Funcionários de uma biblioteca do noroeste da China queimaram livros e materiais religiosos que eram "incorretos" segundo a ideologia comunista, em uma demonstração de seu fervor ideológico e lealdade ao Partido Comunista. Em seguida, eles enviaram um relatório - e uma foto - para mostrar o que tinham feito.
O incidente, que ganhou grande repercussão no domingo (8), aumentou o alarme em um momento em que os intelectuais chineses veem sua sociedade mergulhando ainda mais no autoritarismo. Várias pessoas compartilharam em suas redes sociais uma notícia do site da Library Society of China que relatava a queima de livros em uma biblioteca do condado de Zhenyuan.

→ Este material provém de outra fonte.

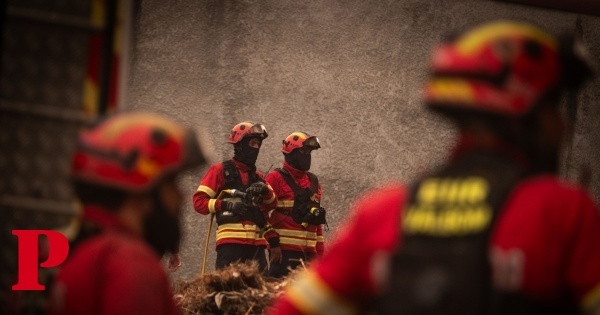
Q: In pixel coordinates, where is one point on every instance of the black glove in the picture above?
(316, 215)
(236, 207)
(258, 188)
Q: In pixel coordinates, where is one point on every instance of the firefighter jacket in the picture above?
(242, 231)
(542, 246)
(114, 272)
(292, 235)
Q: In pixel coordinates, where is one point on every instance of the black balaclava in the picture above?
(298, 160)
(244, 153)
(161, 228)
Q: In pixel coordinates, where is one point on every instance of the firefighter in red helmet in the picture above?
(124, 173)
(299, 217)
(242, 231)
(494, 231)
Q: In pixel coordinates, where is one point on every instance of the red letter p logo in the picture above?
(58, 249)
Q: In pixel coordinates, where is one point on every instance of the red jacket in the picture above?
(113, 273)
(205, 202)
(552, 226)
(291, 234)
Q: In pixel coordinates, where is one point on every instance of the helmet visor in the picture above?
(312, 143)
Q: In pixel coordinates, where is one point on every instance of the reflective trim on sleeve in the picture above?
(298, 242)
(211, 206)
(207, 190)
(285, 203)
(270, 200)
(297, 233)
(311, 295)
(591, 301)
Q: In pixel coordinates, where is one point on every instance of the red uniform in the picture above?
(292, 235)
(543, 245)
(113, 273)
(205, 202)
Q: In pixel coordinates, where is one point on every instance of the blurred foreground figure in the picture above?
(492, 232)
(124, 173)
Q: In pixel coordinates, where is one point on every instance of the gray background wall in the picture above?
(348, 71)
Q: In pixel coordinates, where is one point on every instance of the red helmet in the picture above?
(299, 139)
(247, 129)
(502, 67)
(134, 151)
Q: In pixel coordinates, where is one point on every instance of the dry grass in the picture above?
(237, 289)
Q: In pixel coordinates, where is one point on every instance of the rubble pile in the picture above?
(237, 289)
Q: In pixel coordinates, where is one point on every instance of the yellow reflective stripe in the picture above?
(211, 206)
(299, 242)
(591, 301)
(251, 235)
(285, 203)
(311, 295)
(297, 233)
(270, 200)
(237, 226)
(207, 190)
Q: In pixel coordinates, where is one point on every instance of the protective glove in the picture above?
(312, 215)
(258, 188)
(236, 207)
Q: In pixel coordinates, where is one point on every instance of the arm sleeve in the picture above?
(320, 236)
(204, 198)
(320, 241)
(271, 234)
(270, 200)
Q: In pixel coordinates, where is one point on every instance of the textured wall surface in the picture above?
(347, 71)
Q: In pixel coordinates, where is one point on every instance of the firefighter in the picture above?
(124, 173)
(299, 217)
(242, 230)
(494, 231)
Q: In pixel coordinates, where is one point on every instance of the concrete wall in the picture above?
(348, 71)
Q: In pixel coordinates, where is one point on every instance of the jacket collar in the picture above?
(296, 173)
(243, 167)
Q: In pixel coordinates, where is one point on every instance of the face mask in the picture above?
(244, 153)
(161, 229)
(298, 160)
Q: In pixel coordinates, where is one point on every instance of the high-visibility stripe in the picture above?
(297, 233)
(245, 235)
(591, 301)
(285, 203)
(211, 206)
(299, 242)
(237, 226)
(311, 295)
(207, 190)
(270, 200)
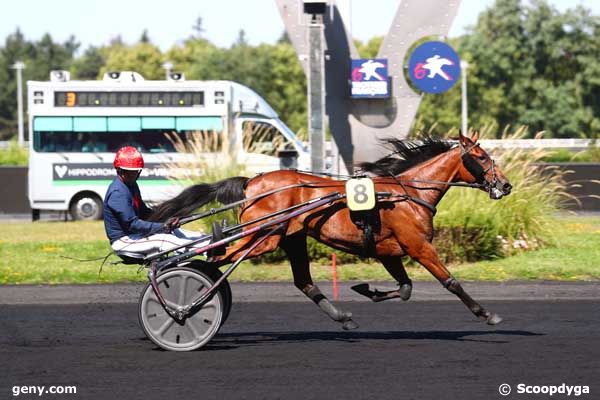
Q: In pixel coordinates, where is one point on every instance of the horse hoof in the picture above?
(405, 291)
(349, 325)
(494, 319)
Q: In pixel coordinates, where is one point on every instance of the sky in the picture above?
(96, 22)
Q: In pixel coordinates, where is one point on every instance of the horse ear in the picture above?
(464, 140)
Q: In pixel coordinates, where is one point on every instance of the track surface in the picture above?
(268, 350)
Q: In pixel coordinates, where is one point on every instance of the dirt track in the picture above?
(414, 350)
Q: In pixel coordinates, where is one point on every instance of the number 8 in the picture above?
(360, 194)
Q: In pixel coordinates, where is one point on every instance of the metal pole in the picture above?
(168, 67)
(316, 93)
(19, 66)
(463, 68)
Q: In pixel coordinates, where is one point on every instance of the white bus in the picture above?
(75, 128)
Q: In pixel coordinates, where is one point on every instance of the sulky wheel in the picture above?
(180, 286)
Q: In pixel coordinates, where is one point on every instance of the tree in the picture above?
(40, 58)
(88, 66)
(144, 58)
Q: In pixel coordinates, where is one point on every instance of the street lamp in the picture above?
(19, 66)
(316, 83)
(463, 70)
(168, 67)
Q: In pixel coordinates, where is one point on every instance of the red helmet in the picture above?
(129, 158)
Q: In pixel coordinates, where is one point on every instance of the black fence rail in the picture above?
(13, 187)
(13, 190)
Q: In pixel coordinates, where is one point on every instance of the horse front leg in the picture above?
(427, 256)
(394, 266)
(295, 248)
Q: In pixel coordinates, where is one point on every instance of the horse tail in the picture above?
(226, 191)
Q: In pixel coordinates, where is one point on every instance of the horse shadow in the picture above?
(236, 339)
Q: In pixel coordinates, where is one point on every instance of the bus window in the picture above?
(264, 138)
(146, 141)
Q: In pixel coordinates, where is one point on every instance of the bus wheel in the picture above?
(86, 206)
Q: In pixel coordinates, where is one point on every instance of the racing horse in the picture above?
(415, 177)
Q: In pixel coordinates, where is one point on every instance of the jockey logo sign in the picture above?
(434, 67)
(369, 78)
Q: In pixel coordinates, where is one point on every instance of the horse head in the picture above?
(478, 167)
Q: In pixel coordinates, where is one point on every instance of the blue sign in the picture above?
(369, 78)
(434, 67)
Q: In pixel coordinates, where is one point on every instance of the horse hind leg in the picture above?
(295, 248)
(396, 269)
(428, 257)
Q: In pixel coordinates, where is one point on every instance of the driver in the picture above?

A matéria dizia que os funcionários haviam removido 65 "publicações ilegais, publicações religiosas e papéis e livros desviantes, livros ilustrados e fotografias" em um esforço para "exercer plenamente o papel da biblioteca na difusão da ideologia convencional". Funcionários dos departamentos de Educação e Cultura participaram do ato.

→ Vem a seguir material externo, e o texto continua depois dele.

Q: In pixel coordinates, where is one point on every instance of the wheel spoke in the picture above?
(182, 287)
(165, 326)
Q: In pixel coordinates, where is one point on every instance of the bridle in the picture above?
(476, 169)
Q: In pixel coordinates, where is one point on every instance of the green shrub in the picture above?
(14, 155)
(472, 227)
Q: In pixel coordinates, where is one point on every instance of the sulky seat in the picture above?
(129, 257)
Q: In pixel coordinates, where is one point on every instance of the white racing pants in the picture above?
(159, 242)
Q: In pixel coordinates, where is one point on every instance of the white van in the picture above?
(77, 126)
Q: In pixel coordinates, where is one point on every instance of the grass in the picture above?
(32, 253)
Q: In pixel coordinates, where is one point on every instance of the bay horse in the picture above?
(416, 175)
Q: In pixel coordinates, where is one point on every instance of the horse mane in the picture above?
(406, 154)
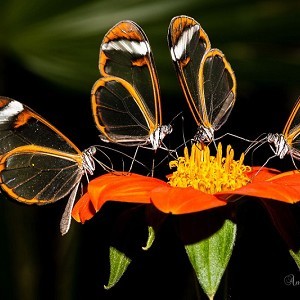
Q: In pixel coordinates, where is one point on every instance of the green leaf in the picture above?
(151, 238)
(296, 256)
(119, 263)
(210, 257)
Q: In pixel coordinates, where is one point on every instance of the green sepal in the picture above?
(151, 238)
(119, 263)
(210, 256)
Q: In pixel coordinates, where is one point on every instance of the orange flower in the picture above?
(201, 182)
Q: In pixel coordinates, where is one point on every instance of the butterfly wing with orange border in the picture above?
(126, 100)
(206, 77)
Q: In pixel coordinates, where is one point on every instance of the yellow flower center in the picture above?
(210, 174)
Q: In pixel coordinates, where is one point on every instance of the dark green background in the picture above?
(49, 61)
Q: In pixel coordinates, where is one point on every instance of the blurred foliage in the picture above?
(50, 48)
(60, 40)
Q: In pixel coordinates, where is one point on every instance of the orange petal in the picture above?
(269, 190)
(125, 187)
(177, 200)
(261, 174)
(83, 210)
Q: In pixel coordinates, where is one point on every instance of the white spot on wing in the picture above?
(133, 47)
(178, 50)
(12, 109)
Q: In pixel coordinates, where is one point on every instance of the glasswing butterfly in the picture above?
(206, 77)
(126, 101)
(287, 142)
(38, 164)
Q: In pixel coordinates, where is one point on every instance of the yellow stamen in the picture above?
(210, 174)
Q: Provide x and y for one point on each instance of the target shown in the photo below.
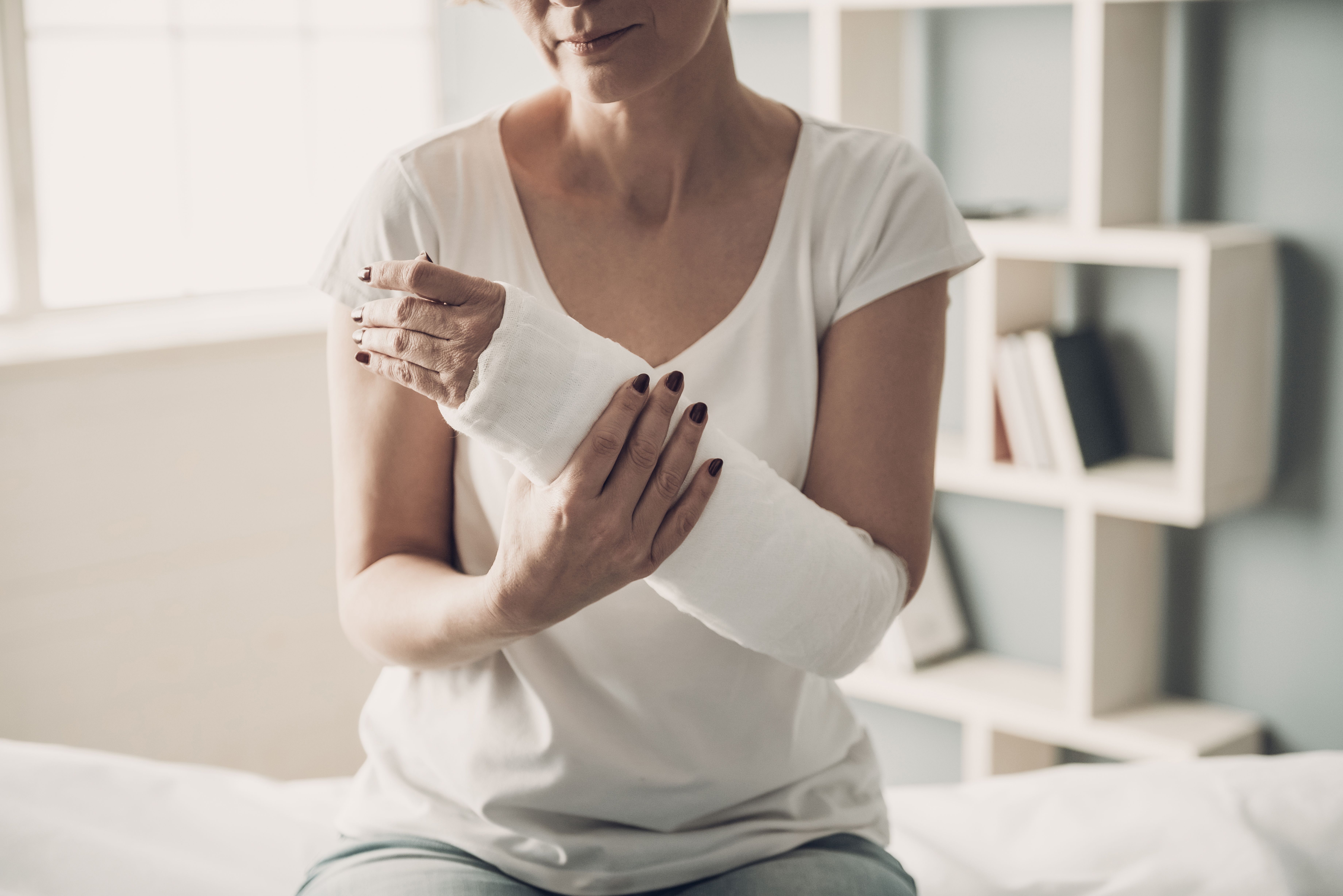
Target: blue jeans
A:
(836, 866)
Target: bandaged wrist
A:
(765, 566)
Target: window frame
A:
(31, 332)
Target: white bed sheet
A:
(78, 823)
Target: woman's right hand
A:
(612, 516)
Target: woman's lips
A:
(585, 46)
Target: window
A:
(193, 147)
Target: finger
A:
(592, 464)
(674, 465)
(687, 511)
(413, 377)
(644, 447)
(411, 314)
(428, 280)
(409, 346)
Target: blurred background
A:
(174, 169)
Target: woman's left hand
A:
(432, 340)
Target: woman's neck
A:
(694, 135)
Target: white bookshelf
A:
(1106, 698)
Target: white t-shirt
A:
(630, 748)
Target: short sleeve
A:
(909, 229)
(389, 221)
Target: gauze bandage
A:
(765, 566)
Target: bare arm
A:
(872, 457)
(609, 519)
(401, 602)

A matéria veio acompanhada de uma foto de funcionários queimando uma pilha de livros do lado de fora da entrada da biblioteca, adornada com uma faixa vermelha que dizia que "compreenderia os temas da educação e promoveria o desenvolvimento abrangente e estrito do partido".
Controle sobre salas de aula
O incidente provavelmente foi uma resposta a uma nova diretiva do Ministério da Educação que pedia às bibliotecas escolares que selecionassem materiais didáticos, disseram analistas. As autoridades chinesas nas últimas semanas discutiram a importância de aumentar o controle sobre as salas de aula após os protestos pró-democracia em Hong Kong, que Pequim acredita serem um produto do sistema educacional independente e rebelde da cidade.
O ministério não respondeu imediatamente a um pedido de comentário na segunda-feira.
O memorando nacional de outubro pedia a proibição de materiais que prejudicassem a unidade e a soberania nacional, contradissessem a direção e o caminho do Partido Comunista, ou propagassem a religião, entre outras coisas.
Mas para muitos chineses, e até mesmo alguns dos veículos de notícias rigidamente controlados do país, a imagem de autoridades locais anunciando a queima de livros era excessiva.
Chen Youxi, um proeminente advogado de defesa, alertou as autoridades que a queima de livros "entra na história" e a comparou com a Revolução Cultural em uma postagem nas redes sociais que foi censurada horas depois. A Revolução Cultural, que começou em meados da década de 1960 e durou uma década, foi uma tentativa de expurgar a sociedade comunista chinesa dos restos de elementos tradicionais e capitalistas.
O Beijing News pediu uma investigação sobre a biblioteca em uma coluna de opinião, o que também foi censurado.
Zhang Lifan, historiador de Pequim, disse que a indignação dos internautas refletia ansiedades entre os chineses instruídos sobre o crescente autoritarismo que se instalava em seu país. "As frustrações cresceram nos últimos sete anos devido à crescente repressão aos intelectuais e à liberdade de expressão", disse Zhang, referindo-se indiretamente à administração do líder chinês Xi Jinping. "A raiva popular reflete algo de longa data".
O incidente de Zhenyuan refletiu o clima atual em que as autoridades locais acreditavam que poderiam ganhar pontos políticos com o ato dramático de queimar livros, acrescentou Zhang.
"Eles viram isso como algo positivo, uma coisa orgulhosa de relatar", disse ele.
Comparações
Embora originário de um condado de 513.000 pessoas em uma das regiões mais pobres da China, o episódio de Zhenyuan pareceu impressionar uma sociedade profundamente reverente à palavra escrita - e profundamente ciente de sua história de despotismo.
No Twitter, que é acessível na China usando software especial, muitos comentaram que o primeiro imperador chinês, Qin Shihuang, queimou livros e enterrou intelectuais vivos para consolidar seu domínio depois de unir o país em 221 a.C.
Outros fizeram comparações com a Alemanha dos anos 1930, onde grupos de estudantes nazistas queimaram livros "não alemães" antes que o regime visasse minorias étnicas. Outros ainda apontaram um caso mais próximo: o fundador da China moderna, Mao Zedong, fez uma piada de mal gosto com colegas durante uma conferência do Partido Comunista de 1958 dizendo que havia enterrado 46.000 estudiosos em comparação com os 460 do imperador Qin.